Gosh, I miss those days...

Must had been "one of the early 5.1 mastering" you did it, but soundwise you nailed! Ok, there will be always some that will complain the tracklist isn't the same as the quad, that it use the longer album version... soundwise is gorgeous.

The only real problem that had this Al Green disc was the distribution, always been a HTF title even back in the glory DVD-A days.
 
Thanks for the kind words on this one. One of my early 5.1 mastering jobs.
Gosh, I miss those days...
It's a wonderful thing, being able to get hold of a 20 year old disc and be able to play it on a modern set-up. Reading back on many of the Hi-rez polls, it's seems that many people twenty years ago didn't have the sophisticated amplifiers, speakers and calibration equipment, that are now standard issue with home theatre equipment. I've read people complaining about sound quality, when to my ears, the sound quality is superb. This Al Green disc sounds superb.

You want to see an example of a HiRez poll with extraordinarily bizarre voting? Somebody actually voted a "1" on that one.

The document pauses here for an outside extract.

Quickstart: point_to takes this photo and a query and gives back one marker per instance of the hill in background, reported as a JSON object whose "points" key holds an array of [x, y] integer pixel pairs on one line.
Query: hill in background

https://www.quadraphonicquad.com/fo...-both-sides-now-dvd-a.6862/page-2#post-542113
 
Well, i do have the JM dvd-a and compared to AG it get played at least 1 to 30, with a 1 to 100 for Let's Get Married (i LOVE this track!)
 
Thanks for the kind words on this one. One of my early 5.1 mastering jobs.
Gosh, I miss those days...
A tip of my hat to you Bob. This 5.1 mix sounds great to me, I gave it a 9 here which is a terrific rating for an older recording. I've only given a 10 to a few modern DDD recordings.
 
You want to see an example of a HiRez poll with extraordinarily bizarre voting? Somebody actually voted a "1" on that one.
That was an awfully harsh rating but I can understand it a bit. I remember the first time I purchased a copy of Both Sides Now expecting to get a version of the song like I remembered from the Clouds album and more. Instead I got an album full of songs to go to sleep by. Nothing on that disc that I enjoyed listening to.
YMMV
 
So, to be clear, does this DVD-A release NOT contain the quad mix? The surround poll listing has it as "Greatest Hits (Quad & 5.1)", but nothing here indicates the quad mix is present on the disc.